When you think of the guitarists who shaped the sound of John Lydon-fronted alt-rock legends Public Image Ltd, the first name that usually comes to mind is Keith Levene, the unorthodox six-stringer who passed away last week (November 11).
One name that probably doesn't come to mind is that of electric guitar extraordinaire Steve Vai, famous for – his solo work aside, of course – his fretboard acrobatic-filled stints with David Lee Roth and Whitesnake, not the artists you would typically associate with anti-establishment firebreather and punk legend John Lydon.
In the mid-1980s though, Lydon found himself at an impasse, looking – at the suggestion of bass guitar player Bill Laswell – toward top-tier session guitarists to fill the void left in Public Image Ltd by the departure of Levene a couple of years earlier.
For PIL's 1986 LP, Album, Laswell put Lydon in touch with a who's who of rock royalty, including Ginger Baker and a certain Frank Zappa alum who'd just joined David Lee Roth's solo band as the singer's six-string sidekick: Steve Vai.
The unlikely partnership would produce Rise, a top 20 UK hit that stands to this day as one of Public Image Ltd's most memorable songs.
Rise is an oddity, certainly. In retrospect it's somewhat improbable that Lydon and Vai of all people – one a punk all-timer and the other one of the great shred guitar heroes – together made something that slotted so perfectly into its era.
It was the mid-1980s after all, a time when the Smiths and R.E.M. ruled the alt-rock roost. Vai's pristine, chiming rhythm work on the song – which meshes effortlessly with the phenomenal rhythm section of Laswell and jazz legend Tony Williams on drums – would've sounded right at home on any college radio playlist.
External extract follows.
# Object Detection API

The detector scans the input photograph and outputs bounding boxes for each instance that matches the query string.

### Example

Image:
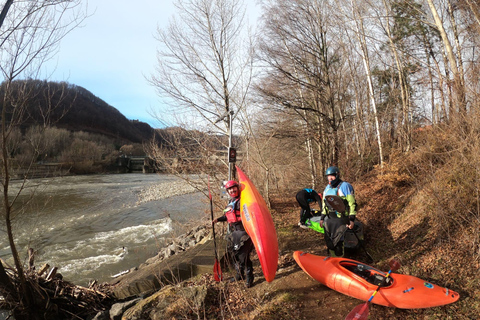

Of course, though, Vai doesn't spend the whole track doing his best Johnny Marr impression. He gets multiple epic solo spots, laden with some of his trademark whammy bar dramatics, with a couple of harmonics and licks here and there that could pierce steel.
It's a tasteful display of technical prowess, to be sure, but one that also sounds decidedly of its time. It's not a stretch imagining some shock-and-awe montage of militaristic power – multi-million dollar fighter jets breaking the sound barrier, tanks rolling unbowed through distant desert landscapes – unfolding on screen as Vai holds a high-register note for all it's worth.
On paper, it really shouldn't work – especially when one remembers that Rise is a rumination on apartheid-era South Africa's brutal treatment of then-prisoner Nelson Mandela – but somehow, someway, it all adds up.
That musical tightrope walk, according to Lydon, was always part of the equation.
"It's not just musicianship that I have a keen ear for," Lydon told MusicRadar in a 2012 interview, "it's sheer bravery and audacity, and people who are prepared to stretch the boundaries of what most musicians call 'common sense.'"
When asked by MusicRadar in the same interview if Vai contributed that kind of musical adventurousness to Album, Lydon replied in the affirmative.
"Steve Vai, I think he kind of altered his perspective after working with us," Lydon said. "He did some wonderful stuff after that. You know, his mind… He got out of just heavy metal, and that's a good, good thing.
"To this day," Lydon added, "I rate the man very, very highly. Very highly!"